I use resnet50 onnx model tuning fo x86 like above, the error also same with above question:

Cannot find config for target=llvm -device=tracing, workload=(‘conv2d’, (1, 1024, 14, 14, ‘float32’), (2048, 1024, 1, 1, ‘float32’), (2, 2), (0, 0), (1, 1), ‘NCHW’, ‘float32’). A fallback configuration is used, which may bring great performance regression.
Cannot find config for target=llvm -device=tracing, workload=(‘conv2d’, (1, 2048, 7, 7, ‘float32’), (512, 2048, 1, 1, ‘float32’), (1, 1), (0, 0), (1, 1), ‘NCHW’, ‘float32’). A fallback configuration is used, which may bring great performance regression.
Cannot find config for target=llvm -device=tracing, workload=(‘conv2d’, (1, 512, 7, 7, ‘float32’), (512, 512, 3, 3, ‘float32’), (1, 1), (1, 1), (1, 1), ‘NCHW’, ‘float32’). A fallback configuration is used, which may bring great performance regression.
2019-10-28 02:44:04,384 INFO Start to benchmark layout transformation…
2019-10-28 02:44:04,384 INFO Benchmarking layout transformation successful.
2019-10-28 02:44:04,384 INFO Start to run dynamic programming algorithm…
2019-10-28 02:44:04,384 INFO Start forward pass…
2019-10-28 02:44:04,385 INFO Finished forward pass.
2019-10-28 02:44:04,385 INFO Start backward pass…
Traceback (most recent call last):

File “./tune_relay_x86.py”, line 233, in
tune_and_evaluate(tuning_option)

File “./tune_relay_x86.py”, line 207, in tune_and_evaluate
tune_graph(mod[“main”], data_shape, log_file, graph_opt_sch_file)

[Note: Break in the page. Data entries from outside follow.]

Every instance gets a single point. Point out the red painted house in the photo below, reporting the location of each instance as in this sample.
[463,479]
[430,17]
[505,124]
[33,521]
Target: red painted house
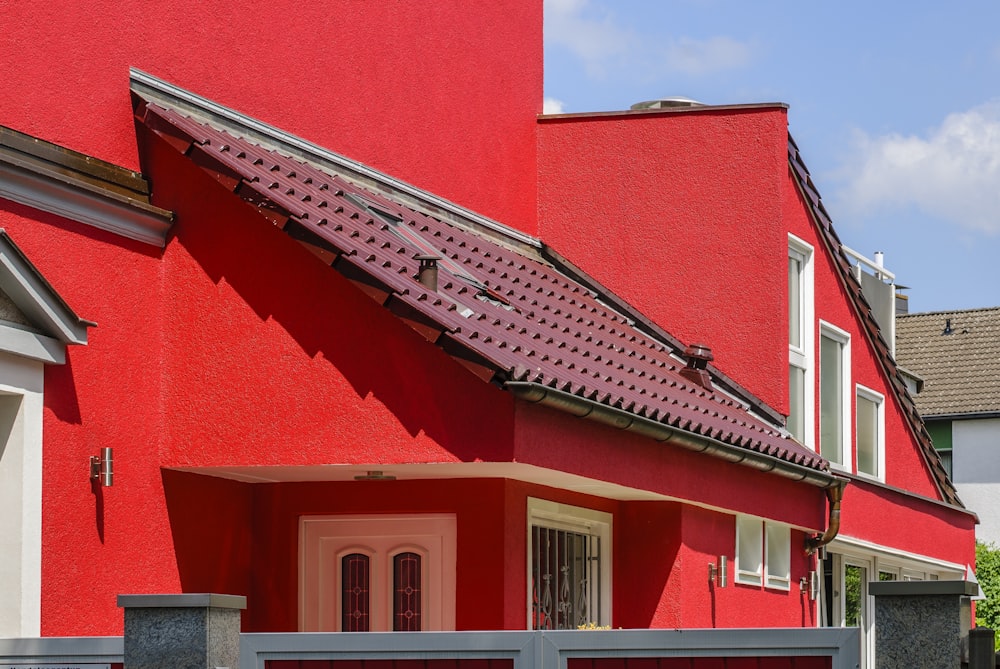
[380,348]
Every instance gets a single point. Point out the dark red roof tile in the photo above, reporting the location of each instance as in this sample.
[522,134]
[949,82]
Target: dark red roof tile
[495,308]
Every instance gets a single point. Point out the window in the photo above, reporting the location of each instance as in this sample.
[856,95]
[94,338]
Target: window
[377,573]
[763,553]
[800,340]
[870,439]
[777,555]
[834,402]
[569,566]
[940,431]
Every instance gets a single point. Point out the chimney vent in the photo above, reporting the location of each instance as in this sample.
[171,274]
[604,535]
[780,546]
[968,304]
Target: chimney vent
[427,271]
[698,357]
[675,102]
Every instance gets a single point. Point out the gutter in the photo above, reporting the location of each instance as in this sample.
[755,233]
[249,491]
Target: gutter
[623,420]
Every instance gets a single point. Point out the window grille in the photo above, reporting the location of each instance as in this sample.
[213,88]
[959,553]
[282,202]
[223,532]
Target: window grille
[565,577]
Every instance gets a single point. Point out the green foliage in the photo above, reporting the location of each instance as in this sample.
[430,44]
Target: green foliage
[988,574]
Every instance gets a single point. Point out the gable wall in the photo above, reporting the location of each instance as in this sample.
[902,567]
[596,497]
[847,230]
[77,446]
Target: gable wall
[234,346]
[418,90]
[880,517]
[678,212]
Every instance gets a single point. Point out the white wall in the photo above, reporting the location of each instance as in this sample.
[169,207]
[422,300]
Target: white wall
[20,496]
[976,468]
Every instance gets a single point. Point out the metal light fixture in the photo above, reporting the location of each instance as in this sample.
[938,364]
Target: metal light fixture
[718,574]
[102,467]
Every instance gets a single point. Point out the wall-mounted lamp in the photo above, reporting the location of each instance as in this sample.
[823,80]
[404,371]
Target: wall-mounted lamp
[102,467]
[810,585]
[717,575]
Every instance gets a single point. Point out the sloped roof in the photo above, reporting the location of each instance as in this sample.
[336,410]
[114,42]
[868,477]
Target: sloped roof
[35,320]
[957,353]
[882,352]
[499,308]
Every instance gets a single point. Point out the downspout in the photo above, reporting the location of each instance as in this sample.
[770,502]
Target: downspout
[835,495]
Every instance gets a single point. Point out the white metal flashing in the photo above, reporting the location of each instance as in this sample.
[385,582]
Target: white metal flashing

File “./tune_relay_x86.py”, line 182, in tune_graph
executor.run()

File “/home/hazhou/tvm-master/python/tvm/autotvm/graph_tuner/dynamic_programming_tuner.py”, line 203, in run
self._backward()

File “/home/hazhou/tvm-master/python/tvm/autotvm/graph_tuner/dynamic_programming_tuner.py”, line 106, in _backward
num_states = states_list[0][3].size

IndexError: list index out of range

kevinthesun · October 28, 2019, 6:33pm

@snowolfhawk
I tried onnx resnet50: https://github.com/onnx/models/tree/master/vision/classification/resnet
I can successfully run graph tuning with tvm master. Which onnx resnet50 did you use?

Lch123456 · May 9, 2020, 1:39am

hi，I load a keras model from local，

but this is the same bug: what should I do?